Zaczyna się wyjątkowo przewrotnie, bo jesteśmy postawieni w roli obserwatorów tuż obok sędziego podczas wstępnej rozprawy, na której ważą się losy opieki nad dzieckiem. Po dwóch stronach stołu ze swoimi prawnikami siedzą małżonkowie, a sędzina próbuje ustalić, które z nich zręczniej lawiruje wśród (być może) kłamstw. Jeżeli tak jest, to oboje robią to wyjątkowo zgrabnie, ale wiedzą, że w tym akurat miejscu muszą zachować spokój. W przeciwnym wypadku nie będzie taryfy ulgowej. Mała salka w budynku użyteczności publicznej to zresztą jedyne miejsce (a otwierająca scena trwa kilkanaście minut) i jedyny czas w filmie, gdy nie potrafimy jeszcze rozpoznać stron konfliktu i ich prawdziwej natury.
Za film odpowiedzialny jest Xavier Legrand, do tej pory przede wszystkim aktor, od debiutu Jeszcze nie koniec pełnoprawny reżyser. I trzeba to napisać od razu – Jeszcze nie koniec w ogóle nie wygląda na debiut, a raczej na robotę doświadczonego filmowca, świadomego i potrafiącego przełamać konwencję. Wygląda to na działanie ryzykowne, ale opłaciło się, bo dostaliśmy coś więcej niż dramat rodzinny. Co bardziej zaskakujące, sądziłem, że na takich półtonach (spokojnych i wyważonych z lekka tylko wybuchowych) będzie Legrand opowiadał od początku do końca. Swoją drogą już w połowie seansu chciałem porównywać ten debiut do kina Asghara Farhadiego i do jego Rozstania (recenzja tutaj). Nie byłby to zarzut, bo porównanie do stylu Farhadiego to tylko komplement. Jednak Legrand przedstawił się jako reżyser, który potrafi uderzyć i w dramat i w thriller! Wie jak grać niepokojem, ciszą, jak wywoływać uczucie bezradności i w końcu wie jak wciągnąć widza w swoistą grę o przetrwanie, stanąć ramię w ramię z rodziną, która chciałby mieć po prostu „spokój”. Moje ulubione sceny to te na przyjęciu córki, wymiana spojrzeń, kamienne twarze, dobre miny do złej gry.

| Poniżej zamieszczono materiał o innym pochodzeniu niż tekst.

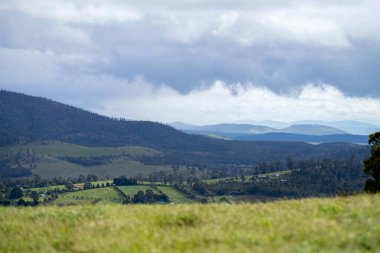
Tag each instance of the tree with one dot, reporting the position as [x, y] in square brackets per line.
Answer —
[87, 185]
[35, 196]
[139, 197]
[149, 196]
[372, 164]
[16, 193]
[69, 186]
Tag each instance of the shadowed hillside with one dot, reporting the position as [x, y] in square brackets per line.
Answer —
[28, 119]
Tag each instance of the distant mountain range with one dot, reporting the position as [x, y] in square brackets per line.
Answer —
[349, 126]
[25, 119]
[304, 131]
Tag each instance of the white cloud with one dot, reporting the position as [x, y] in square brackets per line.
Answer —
[232, 103]
[43, 74]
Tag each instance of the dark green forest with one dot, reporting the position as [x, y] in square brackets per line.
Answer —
[26, 119]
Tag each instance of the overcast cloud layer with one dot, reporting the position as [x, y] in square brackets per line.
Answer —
[197, 61]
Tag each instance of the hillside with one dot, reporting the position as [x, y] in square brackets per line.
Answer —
[27, 120]
[346, 224]
[312, 129]
[312, 133]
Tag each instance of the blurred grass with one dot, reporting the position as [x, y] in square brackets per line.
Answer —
[344, 224]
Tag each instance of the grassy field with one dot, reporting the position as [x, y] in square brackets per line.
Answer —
[133, 189]
[246, 178]
[108, 194]
[48, 162]
[56, 148]
[175, 196]
[346, 224]
[244, 198]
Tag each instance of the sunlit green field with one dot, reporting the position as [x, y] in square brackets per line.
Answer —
[88, 196]
[346, 224]
[133, 189]
[175, 196]
[48, 162]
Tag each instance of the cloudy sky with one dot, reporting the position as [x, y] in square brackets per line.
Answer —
[197, 61]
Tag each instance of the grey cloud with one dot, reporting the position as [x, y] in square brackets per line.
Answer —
[187, 45]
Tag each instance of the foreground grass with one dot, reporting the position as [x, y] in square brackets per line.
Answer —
[314, 225]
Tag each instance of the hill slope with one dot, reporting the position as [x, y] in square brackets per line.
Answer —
[25, 119]
[349, 224]
[313, 129]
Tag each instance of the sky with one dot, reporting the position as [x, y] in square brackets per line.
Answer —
[199, 61]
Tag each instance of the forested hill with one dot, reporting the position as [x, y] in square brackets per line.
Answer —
[26, 119]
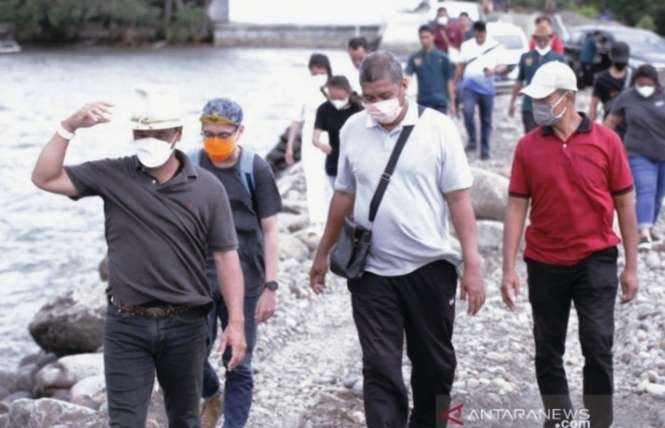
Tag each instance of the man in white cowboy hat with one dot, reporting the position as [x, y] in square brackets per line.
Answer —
[163, 215]
[574, 175]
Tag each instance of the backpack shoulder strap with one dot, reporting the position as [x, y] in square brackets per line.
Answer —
[247, 170]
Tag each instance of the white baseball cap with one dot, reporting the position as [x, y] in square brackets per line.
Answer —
[550, 77]
[156, 107]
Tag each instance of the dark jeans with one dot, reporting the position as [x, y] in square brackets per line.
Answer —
[528, 121]
[649, 178]
[422, 305]
[591, 286]
[440, 106]
[485, 104]
[135, 348]
[239, 383]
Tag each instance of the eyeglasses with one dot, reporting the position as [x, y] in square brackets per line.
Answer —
[222, 135]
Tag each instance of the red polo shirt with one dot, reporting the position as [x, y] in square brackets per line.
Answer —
[571, 185]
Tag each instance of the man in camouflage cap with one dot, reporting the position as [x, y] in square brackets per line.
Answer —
[255, 202]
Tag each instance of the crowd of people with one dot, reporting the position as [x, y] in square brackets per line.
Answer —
[193, 238]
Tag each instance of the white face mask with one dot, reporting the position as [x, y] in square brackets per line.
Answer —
[152, 152]
[320, 80]
[384, 112]
[340, 104]
[645, 91]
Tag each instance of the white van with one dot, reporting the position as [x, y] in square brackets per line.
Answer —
[515, 43]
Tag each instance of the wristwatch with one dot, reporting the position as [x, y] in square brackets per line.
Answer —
[63, 133]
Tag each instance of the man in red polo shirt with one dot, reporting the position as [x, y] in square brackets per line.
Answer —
[575, 174]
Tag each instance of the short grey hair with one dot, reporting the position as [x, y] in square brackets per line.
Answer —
[381, 65]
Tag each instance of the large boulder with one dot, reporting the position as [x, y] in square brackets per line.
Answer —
[8, 382]
[489, 195]
[67, 371]
[291, 247]
[46, 413]
[73, 323]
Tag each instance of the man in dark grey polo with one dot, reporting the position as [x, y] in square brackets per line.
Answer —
[163, 215]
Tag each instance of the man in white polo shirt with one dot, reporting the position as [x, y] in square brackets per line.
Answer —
[410, 279]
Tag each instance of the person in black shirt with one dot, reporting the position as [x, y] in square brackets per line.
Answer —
[611, 82]
[330, 117]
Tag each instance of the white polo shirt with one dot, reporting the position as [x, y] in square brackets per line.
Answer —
[411, 228]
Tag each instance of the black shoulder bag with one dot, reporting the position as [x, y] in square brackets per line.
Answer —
[349, 257]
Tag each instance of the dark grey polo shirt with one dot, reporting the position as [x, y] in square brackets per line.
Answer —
[158, 235]
[247, 211]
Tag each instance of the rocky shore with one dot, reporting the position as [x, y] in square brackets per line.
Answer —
[307, 361]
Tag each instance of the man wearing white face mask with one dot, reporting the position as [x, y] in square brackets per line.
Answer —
[409, 281]
[574, 175]
[642, 109]
[530, 62]
[330, 117]
[163, 214]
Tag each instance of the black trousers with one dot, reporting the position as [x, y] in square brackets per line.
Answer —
[591, 286]
[135, 348]
[422, 306]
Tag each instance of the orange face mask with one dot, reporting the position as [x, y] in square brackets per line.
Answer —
[219, 149]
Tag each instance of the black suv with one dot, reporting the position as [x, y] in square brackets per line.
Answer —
[646, 47]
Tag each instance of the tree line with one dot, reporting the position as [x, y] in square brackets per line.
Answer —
[127, 21]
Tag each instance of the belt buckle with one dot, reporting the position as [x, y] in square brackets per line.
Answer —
[154, 312]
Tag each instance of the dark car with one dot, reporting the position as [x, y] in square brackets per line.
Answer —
[646, 47]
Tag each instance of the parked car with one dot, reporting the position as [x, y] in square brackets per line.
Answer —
[454, 8]
[646, 47]
[515, 43]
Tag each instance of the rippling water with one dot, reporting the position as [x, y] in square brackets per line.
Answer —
[48, 243]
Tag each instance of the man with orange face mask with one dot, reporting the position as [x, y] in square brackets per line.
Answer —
[255, 202]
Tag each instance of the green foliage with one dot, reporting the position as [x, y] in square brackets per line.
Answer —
[647, 22]
[56, 21]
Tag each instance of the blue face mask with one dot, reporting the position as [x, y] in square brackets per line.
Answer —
[544, 115]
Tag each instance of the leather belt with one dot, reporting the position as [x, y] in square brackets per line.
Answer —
[153, 312]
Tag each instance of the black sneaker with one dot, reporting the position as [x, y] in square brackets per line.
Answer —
[644, 244]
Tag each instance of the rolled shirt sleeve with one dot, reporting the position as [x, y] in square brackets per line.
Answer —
[519, 185]
[221, 228]
[89, 177]
[455, 172]
[620, 176]
[268, 199]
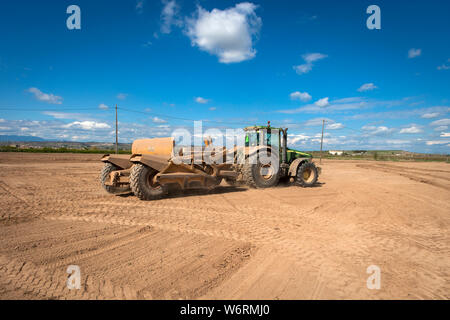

Jako społecznie zaangażowane kino w zasadzie nie mówi o niczym nowym, jednak robi to w wyjątkowo sugestywny sposób. Xavier Legrand jak rzadko który twórca dobitnie pokazał strach dziecka i tak dobrze naświetlił sytuację każdego z bohaterów. Doskonale przez to wiemy jaki koszmar przechodzą członkowie rodziny, ale i rozumiemy (jakkolwiek to brzmi) motywy ojca i męża, z jego urażoną dumą samca, który nie wywiązał się z obowiązków, poniósł klęskę na wszystkich frontach rodzicielstwa, a teraz próbuje odbudować popalone mosty. Wiemy to i my i matka z dwójką dzieci (dorosłą już, potrafiącą zadbać o siebie córką i jedyną kartą przetargową, nastoletnim synem). I tylko mężczyzna do końca próbuje ratować swoją pokracznie rozumianą męskość.